Com os anos a passar e continuando a existirem incidentes e acidentes que foram sendo investigados, uma nova realidade surgiu. Algumas destas situações não teriam acontecido se esses novos sistemas não estivessem presentes… Uma nova ideia surgiu. Teremos nós tecnologia a mais dentro de um avião?
A ideia tem vindo a ser discutida e é ainda altamente controversa. Mas há algo que normalmente não faz parte desta discussão. Emoções. Do ponto de vista lógico é claro que uma máquina com um grau elevado de inteligência pode pilotar um avião com uma menor probabilidade de fazer asneiras do que uma pessoa. Mas quando nos confrontamos com aquele medo e insegurança de que algo pode correr mal, essa certeza ganha um contorno um pouco diferente.

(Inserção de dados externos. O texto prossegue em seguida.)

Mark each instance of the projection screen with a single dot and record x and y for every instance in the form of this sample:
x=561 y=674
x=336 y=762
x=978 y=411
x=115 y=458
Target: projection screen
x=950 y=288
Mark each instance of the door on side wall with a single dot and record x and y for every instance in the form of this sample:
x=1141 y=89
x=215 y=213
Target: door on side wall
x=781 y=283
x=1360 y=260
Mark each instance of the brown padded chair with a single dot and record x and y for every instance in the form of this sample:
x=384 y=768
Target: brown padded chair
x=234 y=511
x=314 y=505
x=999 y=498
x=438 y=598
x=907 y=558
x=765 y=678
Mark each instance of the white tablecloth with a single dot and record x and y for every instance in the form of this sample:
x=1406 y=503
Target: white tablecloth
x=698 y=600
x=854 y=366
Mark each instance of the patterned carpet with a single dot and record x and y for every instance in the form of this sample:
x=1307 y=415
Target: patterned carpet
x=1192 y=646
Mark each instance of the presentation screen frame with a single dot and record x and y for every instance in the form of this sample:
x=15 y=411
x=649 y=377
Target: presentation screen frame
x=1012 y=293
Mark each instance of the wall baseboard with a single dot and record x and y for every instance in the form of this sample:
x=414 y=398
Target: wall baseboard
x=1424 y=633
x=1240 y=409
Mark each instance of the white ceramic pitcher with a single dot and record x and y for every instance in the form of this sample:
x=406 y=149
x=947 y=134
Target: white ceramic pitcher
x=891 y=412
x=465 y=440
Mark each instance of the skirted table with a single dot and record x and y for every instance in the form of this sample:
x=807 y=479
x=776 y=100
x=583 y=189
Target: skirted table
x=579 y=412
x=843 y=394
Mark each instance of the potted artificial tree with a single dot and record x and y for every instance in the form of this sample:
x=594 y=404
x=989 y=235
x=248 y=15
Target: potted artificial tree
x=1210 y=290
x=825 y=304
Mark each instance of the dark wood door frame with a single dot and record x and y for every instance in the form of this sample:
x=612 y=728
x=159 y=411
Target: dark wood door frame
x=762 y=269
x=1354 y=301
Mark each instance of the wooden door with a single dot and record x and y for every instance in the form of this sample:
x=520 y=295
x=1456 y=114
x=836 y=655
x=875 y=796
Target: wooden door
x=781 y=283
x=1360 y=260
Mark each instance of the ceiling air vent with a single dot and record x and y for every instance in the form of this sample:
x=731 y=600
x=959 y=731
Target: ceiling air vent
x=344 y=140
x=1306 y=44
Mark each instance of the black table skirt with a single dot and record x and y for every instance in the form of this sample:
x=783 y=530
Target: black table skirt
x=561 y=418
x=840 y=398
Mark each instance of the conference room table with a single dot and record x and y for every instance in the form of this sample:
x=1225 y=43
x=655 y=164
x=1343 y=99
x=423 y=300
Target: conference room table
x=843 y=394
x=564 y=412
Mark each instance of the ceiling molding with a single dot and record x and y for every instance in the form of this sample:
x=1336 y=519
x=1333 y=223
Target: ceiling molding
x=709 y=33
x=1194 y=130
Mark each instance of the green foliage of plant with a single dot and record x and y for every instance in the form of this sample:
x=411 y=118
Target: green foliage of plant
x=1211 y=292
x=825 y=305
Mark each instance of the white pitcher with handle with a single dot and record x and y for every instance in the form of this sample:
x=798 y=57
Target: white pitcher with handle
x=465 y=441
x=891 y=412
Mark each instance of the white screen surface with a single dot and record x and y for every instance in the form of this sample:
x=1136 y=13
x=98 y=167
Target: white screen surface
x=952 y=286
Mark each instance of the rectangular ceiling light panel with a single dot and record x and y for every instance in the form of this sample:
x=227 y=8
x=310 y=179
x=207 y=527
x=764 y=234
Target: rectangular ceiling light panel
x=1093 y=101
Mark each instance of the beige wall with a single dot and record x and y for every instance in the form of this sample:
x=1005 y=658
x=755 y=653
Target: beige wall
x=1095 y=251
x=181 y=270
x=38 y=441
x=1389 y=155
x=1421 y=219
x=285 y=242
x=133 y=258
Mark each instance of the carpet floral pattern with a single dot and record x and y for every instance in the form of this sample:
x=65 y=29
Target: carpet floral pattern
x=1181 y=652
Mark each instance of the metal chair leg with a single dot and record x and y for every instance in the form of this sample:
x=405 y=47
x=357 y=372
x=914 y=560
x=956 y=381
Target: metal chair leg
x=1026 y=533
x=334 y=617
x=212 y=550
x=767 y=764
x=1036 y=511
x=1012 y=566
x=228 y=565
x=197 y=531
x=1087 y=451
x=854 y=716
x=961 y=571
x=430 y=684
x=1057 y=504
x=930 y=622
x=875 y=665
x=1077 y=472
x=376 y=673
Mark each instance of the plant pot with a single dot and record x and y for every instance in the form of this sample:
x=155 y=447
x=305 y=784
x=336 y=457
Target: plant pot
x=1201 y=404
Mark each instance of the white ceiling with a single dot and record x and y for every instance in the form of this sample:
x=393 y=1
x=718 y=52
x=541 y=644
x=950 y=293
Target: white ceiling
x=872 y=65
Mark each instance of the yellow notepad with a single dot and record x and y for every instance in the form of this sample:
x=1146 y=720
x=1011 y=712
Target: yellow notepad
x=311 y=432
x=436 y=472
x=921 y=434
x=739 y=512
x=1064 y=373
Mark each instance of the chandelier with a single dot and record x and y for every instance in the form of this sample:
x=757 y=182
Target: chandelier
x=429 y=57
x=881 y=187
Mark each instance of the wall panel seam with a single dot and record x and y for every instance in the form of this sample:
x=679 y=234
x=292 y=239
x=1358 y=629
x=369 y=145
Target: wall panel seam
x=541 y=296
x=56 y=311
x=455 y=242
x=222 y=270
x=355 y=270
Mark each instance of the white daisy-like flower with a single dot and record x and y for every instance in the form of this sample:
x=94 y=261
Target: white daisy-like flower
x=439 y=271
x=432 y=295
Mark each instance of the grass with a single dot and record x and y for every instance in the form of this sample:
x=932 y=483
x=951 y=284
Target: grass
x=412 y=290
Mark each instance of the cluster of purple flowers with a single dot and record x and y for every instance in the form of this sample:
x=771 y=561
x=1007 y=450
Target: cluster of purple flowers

“Considerem isto: Estão num avião que está prestes a despenhar-se. Quem preferem ter ao comando? Uma máquina ou uma pessoa?“
Não posso responder por todos, mas por mim, digo sem qualquer dúvida! Uma pessoa! Há algo na ideia de que em situações extremas, temos tendência a superar-nos. A conseguir o impossível. Há algo na ideia de que o facto de termos as nossas vidas entrelaçadas que me tranquiliza.
Não sou contra a introdução de novas tecnologias na saúde. Oponho-me sim à ideia de que vêm para substituir as pessoas. É óbvio que a IA tem o potencial para melhorar imenso a qualidade dos tratamentos que prestamos, mas é também óbvio que o fará com as pessoas e não sem elas. Tal como na industria aeronáutica o caminho tem que ser a IA a ajudar o piloto, sendo que o controlo se manterá dele.
A ideia de uma radioterapia sem pessoas é, para mim, inconcebível. Tratamos doentes oncológicos. Pessoas que viram as suas vidas para sempre alteradas por uma doença potencialmente fatal. Pessoas com vidas suspensas. Muitas vezes sem suporte familiar. Damasiadas vezes sem ninguém. Ao contrário do que alguns pensarão, o nosso trabalho é muito mais do que administrar radiações. Nós recebemos, ouvimos, ajudamos, partilhamos… Aprendemos lições de vida. Somos companhia, somos família, somos suporte… muitas vezes longe de casa… longe da segurança.
A ideia de saúde sem pessoas é absurda. Ao fim ao cabo, quem querem ter convosco quando vos disserem que têm uma doença potencialmente fatal? Nesse segundo que dura para sempre, se pára de respirar e se tem que encaixar a ideia do final da vida? Naquele momento em que o chão desaparece e toda a vida desaparece com ele. Querem lê-lo num monitor? Querem uma máquina a segurar-vos a mão? Ou querem alguém capaz de sentir e partilhar a vossa dor? Alguém que vos entenda e ouça? Alguém com quem chorar? Nunca uma máquina poderá fazê-lo. Por mais inteligente que seja nunca uma máquina conseguirá adquirir uma inteligência emocional. Compaixão, compreensão, empatia são alguns dos sentimentos que uma máquina nunca conseguirá experiênciar. E se por algum acaso um dia conseguir… é esse o dia em que deixamos de ser humanos.